I don’t know where the French are keeping their kids, but they aren’t out in public. Most restaurants don’t have high chairs or booster seats, and they sure as hell don’t have crayons. You see kids sometimes, in orderly rows on school field trips, or balanced in a cafe chair sipping an adult-sized hot chocolate while the parent smokes and ignores the kid. There is no public whining, no running around unhinged, no pint-sized chaos.
Maybe it’s because French parenting methods are harsh and the schools are authoritarian. I really don’t care why, because the result is a calm public space. In Tulsa, I’ll have tapas at Basque instead of eternal breadsticks at Olive Garden, or set up for a writing session at Notion Espresso instead of going to Starbucks.

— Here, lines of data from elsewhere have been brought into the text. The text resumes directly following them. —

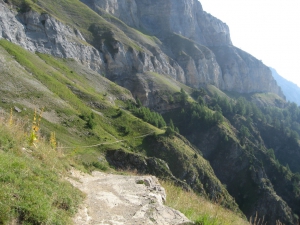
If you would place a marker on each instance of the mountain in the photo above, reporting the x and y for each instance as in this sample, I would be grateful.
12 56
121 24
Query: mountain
153 87
290 90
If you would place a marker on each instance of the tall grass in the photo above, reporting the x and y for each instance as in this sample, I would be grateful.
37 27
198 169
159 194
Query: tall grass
33 190
198 209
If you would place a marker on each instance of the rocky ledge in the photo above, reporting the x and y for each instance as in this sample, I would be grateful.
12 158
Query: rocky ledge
119 199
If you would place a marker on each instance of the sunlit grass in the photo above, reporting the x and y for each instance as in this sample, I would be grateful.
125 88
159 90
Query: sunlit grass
33 190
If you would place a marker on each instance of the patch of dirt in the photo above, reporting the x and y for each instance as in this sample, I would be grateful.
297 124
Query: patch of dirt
118 199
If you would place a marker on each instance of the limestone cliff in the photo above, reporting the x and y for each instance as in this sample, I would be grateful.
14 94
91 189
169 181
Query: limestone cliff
228 68
180 51
45 34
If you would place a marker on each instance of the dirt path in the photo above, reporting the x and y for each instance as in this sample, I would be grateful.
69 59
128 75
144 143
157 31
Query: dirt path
118 199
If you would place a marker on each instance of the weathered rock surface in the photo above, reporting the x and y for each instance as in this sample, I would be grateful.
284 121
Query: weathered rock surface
118 199
181 53
160 17
228 68
247 176
45 34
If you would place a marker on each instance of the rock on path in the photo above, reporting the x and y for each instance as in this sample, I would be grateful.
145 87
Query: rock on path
118 199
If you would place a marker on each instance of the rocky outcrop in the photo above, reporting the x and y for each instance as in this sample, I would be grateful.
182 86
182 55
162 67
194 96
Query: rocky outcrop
160 17
43 33
243 73
247 174
119 199
180 55
228 68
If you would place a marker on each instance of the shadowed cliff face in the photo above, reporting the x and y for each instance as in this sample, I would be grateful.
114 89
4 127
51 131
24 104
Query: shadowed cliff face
160 17
227 67
182 27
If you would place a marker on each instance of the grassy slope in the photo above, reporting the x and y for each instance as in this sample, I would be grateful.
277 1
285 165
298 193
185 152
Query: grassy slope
41 90
31 181
67 104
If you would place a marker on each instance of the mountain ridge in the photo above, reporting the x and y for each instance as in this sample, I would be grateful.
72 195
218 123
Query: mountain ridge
222 100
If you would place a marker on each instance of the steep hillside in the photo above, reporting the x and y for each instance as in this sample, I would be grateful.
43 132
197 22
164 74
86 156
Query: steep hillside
290 90
120 52
88 115
225 130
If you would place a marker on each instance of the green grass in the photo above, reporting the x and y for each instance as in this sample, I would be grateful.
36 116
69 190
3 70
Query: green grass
72 132
33 190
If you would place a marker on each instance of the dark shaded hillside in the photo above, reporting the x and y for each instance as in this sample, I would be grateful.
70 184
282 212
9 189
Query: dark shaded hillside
226 132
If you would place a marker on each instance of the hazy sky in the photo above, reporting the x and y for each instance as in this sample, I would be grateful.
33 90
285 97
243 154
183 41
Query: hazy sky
267 29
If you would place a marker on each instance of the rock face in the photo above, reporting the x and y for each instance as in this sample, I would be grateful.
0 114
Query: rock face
118 199
45 34
160 17
195 48
228 68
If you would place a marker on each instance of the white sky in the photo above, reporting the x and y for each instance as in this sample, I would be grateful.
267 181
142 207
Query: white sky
267 29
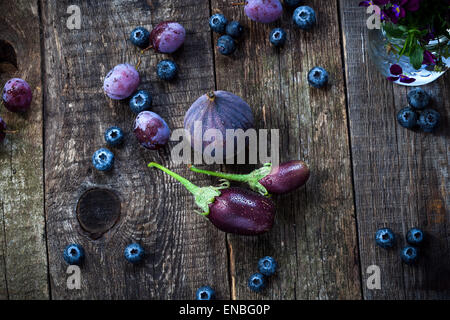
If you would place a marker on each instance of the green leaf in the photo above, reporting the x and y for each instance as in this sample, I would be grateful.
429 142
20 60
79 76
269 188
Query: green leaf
416 57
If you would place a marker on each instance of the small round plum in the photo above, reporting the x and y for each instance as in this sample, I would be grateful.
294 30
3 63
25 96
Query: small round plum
17 95
121 81
151 130
264 11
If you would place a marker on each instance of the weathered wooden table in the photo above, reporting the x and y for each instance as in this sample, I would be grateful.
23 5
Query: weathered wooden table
367 172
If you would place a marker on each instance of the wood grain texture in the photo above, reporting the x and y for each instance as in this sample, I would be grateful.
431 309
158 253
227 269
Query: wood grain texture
183 251
23 256
401 177
314 238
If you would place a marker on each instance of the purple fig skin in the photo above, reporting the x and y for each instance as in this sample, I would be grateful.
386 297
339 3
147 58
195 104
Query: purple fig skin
219 110
286 177
243 212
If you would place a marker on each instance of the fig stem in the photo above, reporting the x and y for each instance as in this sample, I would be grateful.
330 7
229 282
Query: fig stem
228 176
204 196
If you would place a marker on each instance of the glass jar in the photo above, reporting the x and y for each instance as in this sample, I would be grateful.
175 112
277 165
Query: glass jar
384 56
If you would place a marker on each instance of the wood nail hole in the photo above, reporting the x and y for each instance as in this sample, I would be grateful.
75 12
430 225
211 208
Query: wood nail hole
8 57
98 210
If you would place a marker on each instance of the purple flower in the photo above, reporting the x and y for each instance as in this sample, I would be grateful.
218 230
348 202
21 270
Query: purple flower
428 58
397 74
373 2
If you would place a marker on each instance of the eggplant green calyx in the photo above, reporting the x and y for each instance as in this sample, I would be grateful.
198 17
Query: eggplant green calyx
252 178
204 196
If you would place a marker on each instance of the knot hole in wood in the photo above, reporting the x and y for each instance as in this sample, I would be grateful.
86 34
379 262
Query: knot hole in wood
8 57
98 210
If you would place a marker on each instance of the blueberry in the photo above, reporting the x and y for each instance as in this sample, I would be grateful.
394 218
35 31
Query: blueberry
226 45
256 282
385 238
292 3
141 101
418 98
409 255
140 37
167 70
415 236
267 266
407 118
218 23
134 253
103 159
73 254
205 293
318 77
114 136
304 17
234 29
277 37
429 120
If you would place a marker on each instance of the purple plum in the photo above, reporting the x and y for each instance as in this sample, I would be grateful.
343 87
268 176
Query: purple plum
17 95
151 130
263 11
121 81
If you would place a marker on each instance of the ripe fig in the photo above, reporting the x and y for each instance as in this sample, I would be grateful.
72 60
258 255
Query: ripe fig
219 110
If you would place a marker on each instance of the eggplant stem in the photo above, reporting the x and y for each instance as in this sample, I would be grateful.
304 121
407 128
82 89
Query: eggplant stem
204 196
185 182
226 176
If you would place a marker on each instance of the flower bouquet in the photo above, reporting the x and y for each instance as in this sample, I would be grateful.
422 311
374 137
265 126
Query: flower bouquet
412 47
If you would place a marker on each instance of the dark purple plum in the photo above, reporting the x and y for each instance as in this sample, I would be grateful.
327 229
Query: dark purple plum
151 130
121 81
284 178
167 37
220 110
2 129
234 210
263 11
17 95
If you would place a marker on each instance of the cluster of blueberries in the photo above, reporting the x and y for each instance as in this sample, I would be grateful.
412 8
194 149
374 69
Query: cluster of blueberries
74 254
304 17
267 267
103 159
417 114
385 238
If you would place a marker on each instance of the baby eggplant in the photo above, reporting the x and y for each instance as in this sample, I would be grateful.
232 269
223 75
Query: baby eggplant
232 210
284 178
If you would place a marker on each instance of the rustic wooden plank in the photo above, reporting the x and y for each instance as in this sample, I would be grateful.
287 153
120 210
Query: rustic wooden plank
183 250
314 238
23 256
401 177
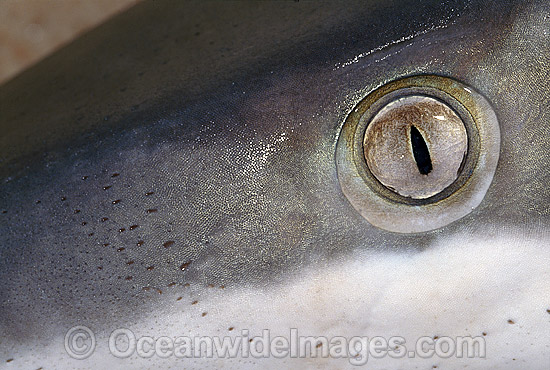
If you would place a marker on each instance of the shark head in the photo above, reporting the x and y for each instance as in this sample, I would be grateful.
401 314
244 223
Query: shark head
175 174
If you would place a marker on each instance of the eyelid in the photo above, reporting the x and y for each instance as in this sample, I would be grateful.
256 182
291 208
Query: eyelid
390 211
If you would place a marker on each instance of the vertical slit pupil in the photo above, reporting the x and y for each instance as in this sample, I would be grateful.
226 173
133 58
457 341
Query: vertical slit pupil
420 152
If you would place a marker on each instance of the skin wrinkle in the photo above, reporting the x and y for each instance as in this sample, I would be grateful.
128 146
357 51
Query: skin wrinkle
231 190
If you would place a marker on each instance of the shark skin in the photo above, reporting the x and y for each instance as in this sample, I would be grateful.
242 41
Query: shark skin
173 173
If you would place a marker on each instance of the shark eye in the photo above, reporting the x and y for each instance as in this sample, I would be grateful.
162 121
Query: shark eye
418 153
415 146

I’ll stroll on the Riverwalk rather than navigating strollers at The Gathering Place.
(Note: if somebody brings me a cute grandbaby, I’ll course-correct and get the kid Happy Meals and an aquarium membership. Until then, you’ll find me perched on a barstool at Kilkenney’s eating oysters and sipping something botanical.)
Finally, I learned to be delusionally confident. The French are very judgy in their societal expectations regarding manners, dress, comportment, style, posture. They look for something they call allure, which is the way you present yourself to the world. If you don’t have allure, you get scornful glances and maybe a pffff. Clerks assume you’re a tourist and only speak English. Women do this pursed-lips head-to-toe scan thing, where they evaluate your outfit. It’s quite intimidating.
When I moved to France, I had identified solely as a “Passable Suburban Mom” for the past 25 years. My three style words were muted, wrinkled, and schlumpy. However, after many hours spent observing humans from a sidewalk cafe, I saw that most people aren’t supermodels, they just rock what they’ve got. Their clothes fit well, they strut the sidewalk like a runway, and they stand up straight. I learned to carry myself with pride, tits up.
Now, I return those head-to-toe scans and we meet eyes with grudging approval.
So you’ll find me here, on the banks of the Arkansas instead of the Seine, enjoying ma vie parisienne in Tulsa. Because Hemingway was right—Paris is a movable feast. No matter where you move it.